LENOX, EUA (FOLHAPRESS) – O espaço do Festival de Verão de Tanglewood, referência mundial para a música clássica, assemelha-se ao da fazenda onde, em 1969, foi realizado o festival de rock de Woodstock.
O local fica no estado de Massachusetts, em região vizinha às fronteiras com Nova York e Vermont. A distância entre Lenox -a cidade mais próxima do empreendimento- e Boston é semelhante à de Campos do Jordão a São Paulo.
A comparação justifica-se por razões históricas: criado na década de 1970, o Festival de Inverno de Campos do Jordão, decisivo para a formação de músicos do Brasil e da América Latina, seguiu o modelo de Tanglewood.
A conexão foi estabelecida pelo maestro cearense Eleazar de Carvalho, que havia frequentado o festival americano na década de 1940, período em que era orientado por Serge Koussevitzky, o criador do projeto. Os dois eventos ocorrem na mesma época, embora Massachusetts tenha duração de quatro semanas a mais do que São Paulo.

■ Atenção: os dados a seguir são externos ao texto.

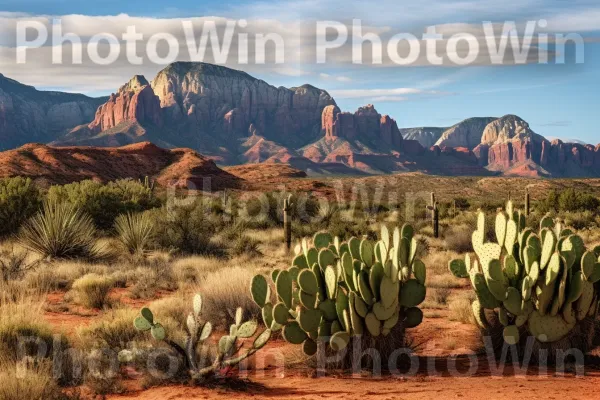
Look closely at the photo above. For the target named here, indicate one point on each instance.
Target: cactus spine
(337, 291)
(228, 350)
(538, 284)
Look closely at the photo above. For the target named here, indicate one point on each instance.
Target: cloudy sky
(558, 99)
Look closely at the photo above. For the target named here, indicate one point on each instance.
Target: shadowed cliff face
(28, 115)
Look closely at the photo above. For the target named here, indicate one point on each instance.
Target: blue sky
(557, 100)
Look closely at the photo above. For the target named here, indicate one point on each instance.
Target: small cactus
(227, 350)
(335, 291)
(539, 284)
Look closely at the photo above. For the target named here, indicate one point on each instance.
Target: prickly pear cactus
(536, 284)
(228, 349)
(336, 291)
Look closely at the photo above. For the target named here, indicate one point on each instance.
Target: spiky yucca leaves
(533, 284)
(61, 230)
(337, 292)
(229, 349)
(135, 232)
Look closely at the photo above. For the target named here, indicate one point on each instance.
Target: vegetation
(530, 283)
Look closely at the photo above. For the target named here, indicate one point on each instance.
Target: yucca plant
(135, 232)
(61, 230)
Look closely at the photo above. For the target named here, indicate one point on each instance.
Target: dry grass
(226, 290)
(92, 290)
(460, 308)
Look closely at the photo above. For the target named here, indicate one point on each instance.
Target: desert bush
(186, 229)
(61, 230)
(224, 291)
(458, 238)
(92, 290)
(19, 200)
(135, 233)
(104, 202)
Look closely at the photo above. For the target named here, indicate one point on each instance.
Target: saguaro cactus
(336, 292)
(533, 284)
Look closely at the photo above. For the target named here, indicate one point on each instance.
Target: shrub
(19, 200)
(105, 202)
(135, 232)
(61, 230)
(93, 290)
(226, 290)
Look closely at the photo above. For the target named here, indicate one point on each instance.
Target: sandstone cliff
(28, 115)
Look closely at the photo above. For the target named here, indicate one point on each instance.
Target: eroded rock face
(203, 96)
(467, 133)
(366, 124)
(28, 115)
(135, 101)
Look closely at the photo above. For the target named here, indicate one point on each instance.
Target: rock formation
(365, 124)
(28, 115)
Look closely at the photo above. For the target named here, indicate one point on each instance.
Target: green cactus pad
(364, 288)
(354, 245)
(292, 333)
(158, 332)
(389, 291)
(142, 324)
(247, 329)
(308, 300)
(420, 271)
(548, 248)
(547, 329)
(513, 301)
(327, 307)
(486, 298)
(322, 240)
(262, 339)
(376, 275)
(309, 320)
(412, 293)
(259, 289)
(511, 335)
(373, 325)
(326, 258)
(500, 228)
(458, 268)
(146, 313)
(281, 314)
(339, 341)
(284, 288)
(331, 282)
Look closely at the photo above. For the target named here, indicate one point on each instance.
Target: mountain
(426, 136)
(174, 168)
(28, 115)
(235, 119)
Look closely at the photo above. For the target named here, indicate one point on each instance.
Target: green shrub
(61, 230)
(19, 200)
(135, 232)
(105, 202)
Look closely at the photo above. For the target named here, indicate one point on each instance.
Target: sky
(558, 100)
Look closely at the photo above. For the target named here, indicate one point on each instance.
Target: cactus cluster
(335, 291)
(228, 349)
(538, 284)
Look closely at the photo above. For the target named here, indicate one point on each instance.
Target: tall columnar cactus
(335, 291)
(538, 284)
(228, 350)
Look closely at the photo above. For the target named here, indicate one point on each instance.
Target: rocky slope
(28, 115)
(173, 168)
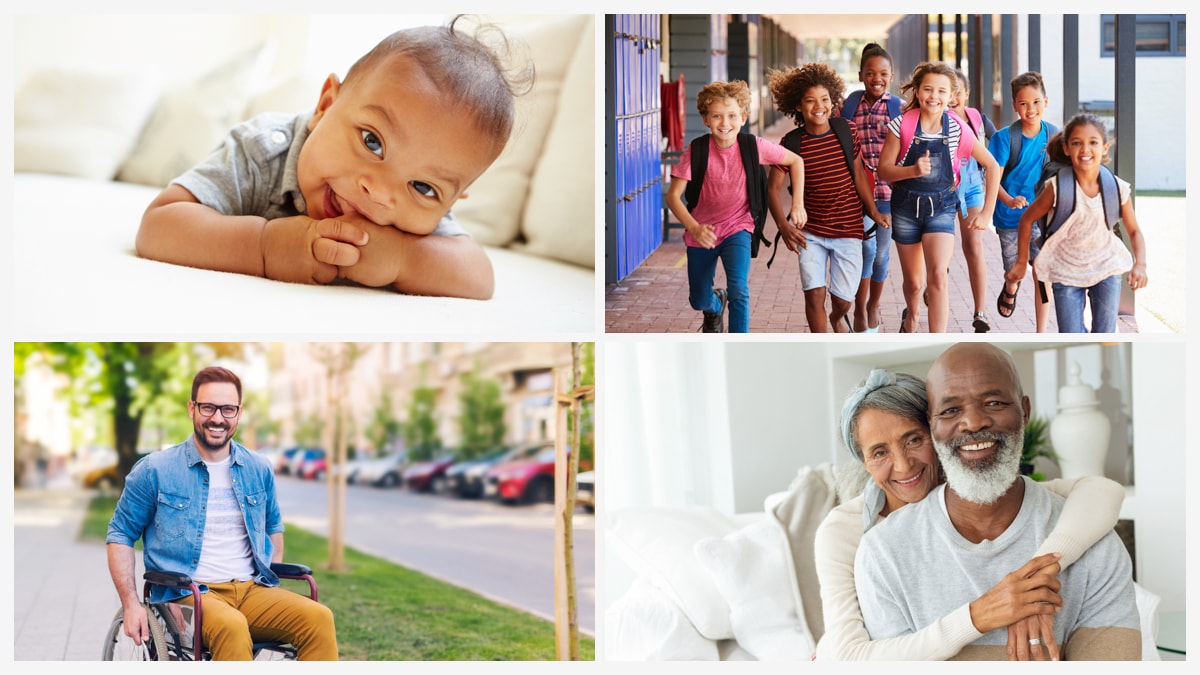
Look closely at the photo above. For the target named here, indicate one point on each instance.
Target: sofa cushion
(658, 544)
(192, 119)
(496, 203)
(753, 569)
(645, 625)
(559, 214)
(81, 121)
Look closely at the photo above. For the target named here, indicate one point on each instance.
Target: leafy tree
(483, 413)
(384, 426)
(421, 430)
(587, 413)
(125, 380)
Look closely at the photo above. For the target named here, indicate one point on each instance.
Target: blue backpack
(756, 183)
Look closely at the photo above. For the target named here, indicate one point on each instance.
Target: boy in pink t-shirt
(720, 226)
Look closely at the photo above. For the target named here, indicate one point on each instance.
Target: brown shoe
(714, 322)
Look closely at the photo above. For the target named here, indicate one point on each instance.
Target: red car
(525, 481)
(429, 476)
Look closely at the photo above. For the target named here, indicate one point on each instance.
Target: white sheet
(76, 275)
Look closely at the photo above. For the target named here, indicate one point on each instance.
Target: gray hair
(897, 393)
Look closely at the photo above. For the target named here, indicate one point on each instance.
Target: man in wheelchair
(207, 509)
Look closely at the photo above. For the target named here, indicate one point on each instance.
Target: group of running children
(867, 169)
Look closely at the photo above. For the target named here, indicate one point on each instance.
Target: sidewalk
(63, 596)
(654, 297)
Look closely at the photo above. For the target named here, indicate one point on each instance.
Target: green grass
(389, 613)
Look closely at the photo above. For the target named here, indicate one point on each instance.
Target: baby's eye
(371, 142)
(424, 189)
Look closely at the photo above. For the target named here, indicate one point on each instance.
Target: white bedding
(76, 274)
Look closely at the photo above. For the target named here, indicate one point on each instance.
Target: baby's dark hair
(709, 94)
(474, 70)
(1057, 144)
(928, 67)
(1030, 78)
(787, 88)
(871, 51)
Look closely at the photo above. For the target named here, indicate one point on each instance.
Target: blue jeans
(877, 250)
(735, 256)
(1104, 298)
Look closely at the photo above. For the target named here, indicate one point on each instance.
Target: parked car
(429, 476)
(466, 478)
(586, 490)
(311, 460)
(106, 478)
(525, 481)
(383, 472)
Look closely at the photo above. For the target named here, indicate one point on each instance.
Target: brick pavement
(654, 297)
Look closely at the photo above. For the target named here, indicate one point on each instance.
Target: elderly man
(930, 557)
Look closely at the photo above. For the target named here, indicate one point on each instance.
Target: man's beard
(985, 481)
(202, 438)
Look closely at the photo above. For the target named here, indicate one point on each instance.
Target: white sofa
(95, 142)
(707, 586)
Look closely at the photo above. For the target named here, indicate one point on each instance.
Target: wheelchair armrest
(172, 579)
(289, 569)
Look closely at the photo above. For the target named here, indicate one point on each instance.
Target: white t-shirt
(225, 554)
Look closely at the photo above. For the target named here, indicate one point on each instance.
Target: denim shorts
(970, 196)
(1008, 245)
(841, 257)
(922, 213)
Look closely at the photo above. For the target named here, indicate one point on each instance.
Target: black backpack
(1049, 168)
(841, 130)
(756, 183)
(1065, 205)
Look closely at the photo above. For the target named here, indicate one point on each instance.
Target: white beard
(982, 482)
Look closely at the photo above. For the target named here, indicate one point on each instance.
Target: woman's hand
(1032, 638)
(1030, 591)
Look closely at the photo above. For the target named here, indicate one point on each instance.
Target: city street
(504, 553)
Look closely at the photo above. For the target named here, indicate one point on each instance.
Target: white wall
(1162, 90)
(783, 400)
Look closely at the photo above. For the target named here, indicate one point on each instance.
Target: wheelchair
(175, 629)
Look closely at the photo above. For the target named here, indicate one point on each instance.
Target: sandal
(1007, 302)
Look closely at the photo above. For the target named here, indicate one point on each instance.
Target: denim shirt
(165, 503)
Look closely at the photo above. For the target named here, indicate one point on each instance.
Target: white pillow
(492, 213)
(658, 544)
(559, 215)
(192, 119)
(81, 123)
(754, 572)
(645, 625)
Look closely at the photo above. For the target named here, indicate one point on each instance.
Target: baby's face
(391, 149)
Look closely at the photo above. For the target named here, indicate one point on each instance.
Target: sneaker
(714, 322)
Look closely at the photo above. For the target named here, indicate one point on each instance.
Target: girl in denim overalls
(923, 181)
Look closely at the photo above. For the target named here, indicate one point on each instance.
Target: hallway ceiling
(837, 25)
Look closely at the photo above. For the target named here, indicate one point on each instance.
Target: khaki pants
(239, 613)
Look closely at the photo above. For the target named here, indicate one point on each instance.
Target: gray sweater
(915, 567)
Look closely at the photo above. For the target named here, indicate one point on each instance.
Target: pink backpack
(966, 138)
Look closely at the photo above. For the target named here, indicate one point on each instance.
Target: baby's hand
(377, 263)
(1138, 276)
(705, 236)
(304, 250)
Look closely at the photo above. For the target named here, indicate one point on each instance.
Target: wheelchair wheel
(119, 646)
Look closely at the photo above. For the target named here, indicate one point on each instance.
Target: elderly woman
(885, 425)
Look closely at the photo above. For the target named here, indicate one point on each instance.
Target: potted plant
(1037, 444)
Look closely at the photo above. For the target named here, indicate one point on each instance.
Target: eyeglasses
(209, 410)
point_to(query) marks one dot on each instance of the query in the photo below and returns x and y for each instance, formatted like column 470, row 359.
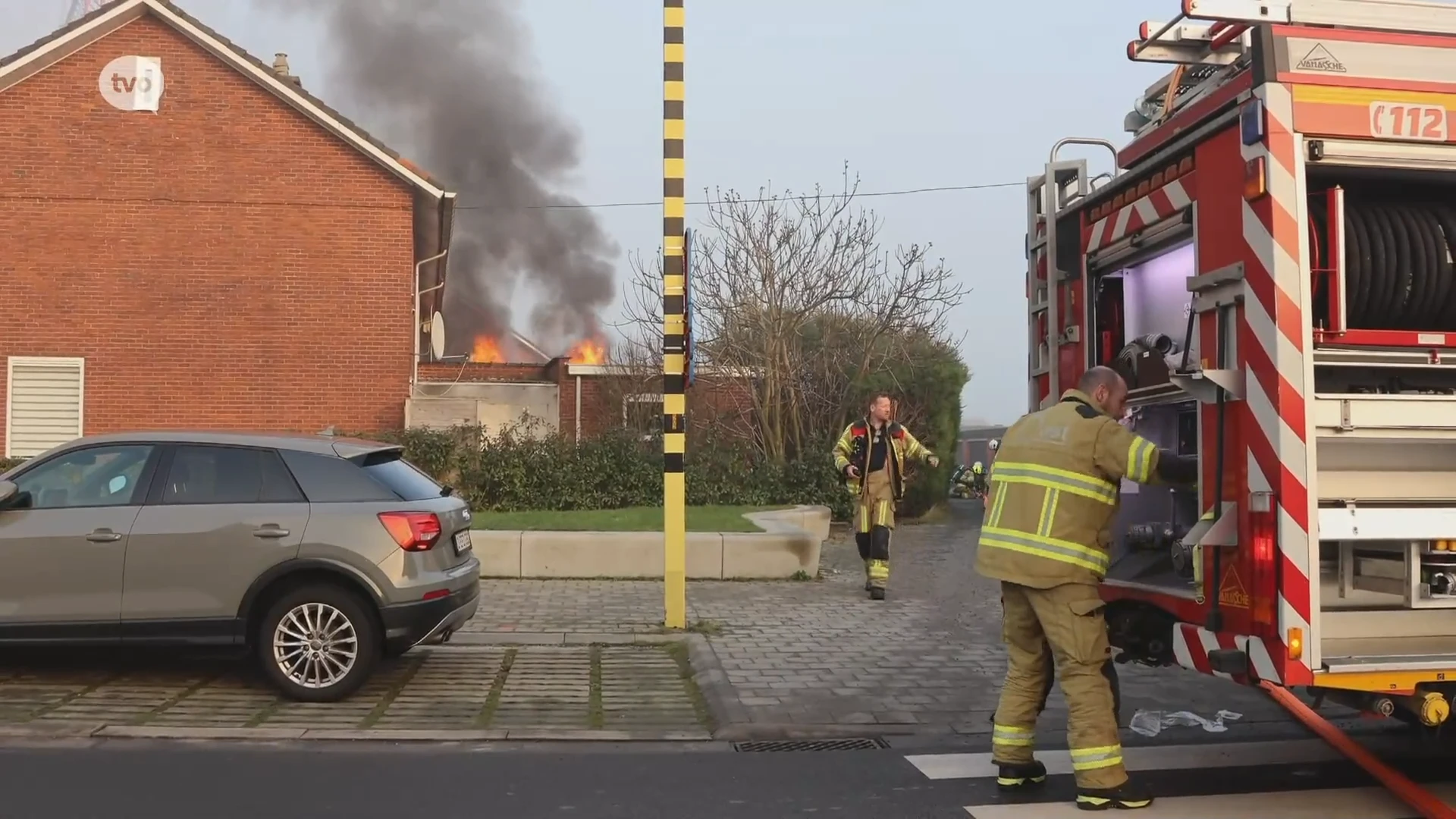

Neste último fim de semana, o Festival de Campos apresentou como atrações, nos locais maiores e mais concorridos, a Orquestra Sinfônica da Universidade de São Paulo, com o violinista Guido Sant’Anna, a Camerata do Festival e a Orquestra Sinfônica do Estado de São Paulo, a Osesp.
Já em Tanglewood, a Orquestra Sinfônica de Boston, a BSO, sozinha realizou três programas diferentes entre sexta-feira e domingo, sendo dois deles dirigidos pelo maestro titular, o letão Andris Nelsons.
De fato, o papel da Sinfônica de Boston, como orquestra residente do festival americano, é muito mais ativo do que o da Osesp no brasileiro -após os programas deste final de semana, eles farão a estreia de um novo concerto de John Williams e uma performance integral da ópera “Tosca”, de Puccini, além de interagirem com intérpretes como Yo-Yo Ma, Lang Lang e Joshua Bell.
Se tomarmos como parâmetro o acesso do público e o acolhimento aos estudantes bolsistas, a diferença é muito grande: as obras estruturais em Campos do Jordão -tantas vezes prometidas e anunciadas- nunca foram realizadas, e hoje o festival brasileiro divide-se entre a Sala São Paulo, na capital e os eventos na Serra da Mantiqueira.
Ao contrário dos participantes de Tanglewood, que convivem e compartilham experiências em local com ampla estrutura e muita natureza, os alunos bolsistas brasileiros atualmente ficam hospedados no centro de São Paulo, deslocando-se a Campos eventualmente para concertos.
São dois os espaços principais de apresentações no campus de Tanglewood. O mais importante deles é a Koussevistzky Music Shed, uma “cabana” coberta, aberta nas laterais e no fundo, com capacidade para cinco mil assentos, conectada com o enorme gramado para mais dez mil pessoas, onde parte do público se acomoda, muitas vezes levando cadeiras, mesas e comida para piqueniques. O outro espaço, um teatro fechado para 1.200 pessoas, é o Seiji Osawa Hall.
Os dois programas regidos por Nelsons no último final de semana atraíram numeroso público. Na sexta-feira (11) a orquestra apresentou excertos do balé “Romeu e Julieta”, de Prokofiev, com seis atores no palco, em uma fabulosa performance adaptada da peça homônima de Shakespeare.
No sábado celebrou-se o centenário do compositor Maurice Ravel: o jovem pianista coreano Seong-Jin Cho interpretou o “Concerto em Sol” e o “Concerto para Mão Esquerda”, ambos gravados recentemente por ele com a própria BSO. Antes e depois de Ravel, Debussy -o “Prelúdio à Tarde de um Fauno” e “La Mer”.
Nelsons tem 46 anos e é titular de Boston há mais de dez, além de acumular a direção da icônica Orquestra Gewandhaus de Leipzig, na Alemanha. Sua comunicação com os músicos é direta e perfeita. Faz quase tudo com a mão direita -a da batuta- e com o olhar, deixando a mão esquerda entrar em cena para clarificar ou adicionar sentidos quando necessário.
Como em Woodstock, um clima “paz e amor” reina ainda em Tanglewood. E, entre um concerto e outro, alguns dos melhores músicos do presente ajudam a formar os artistas do futuro.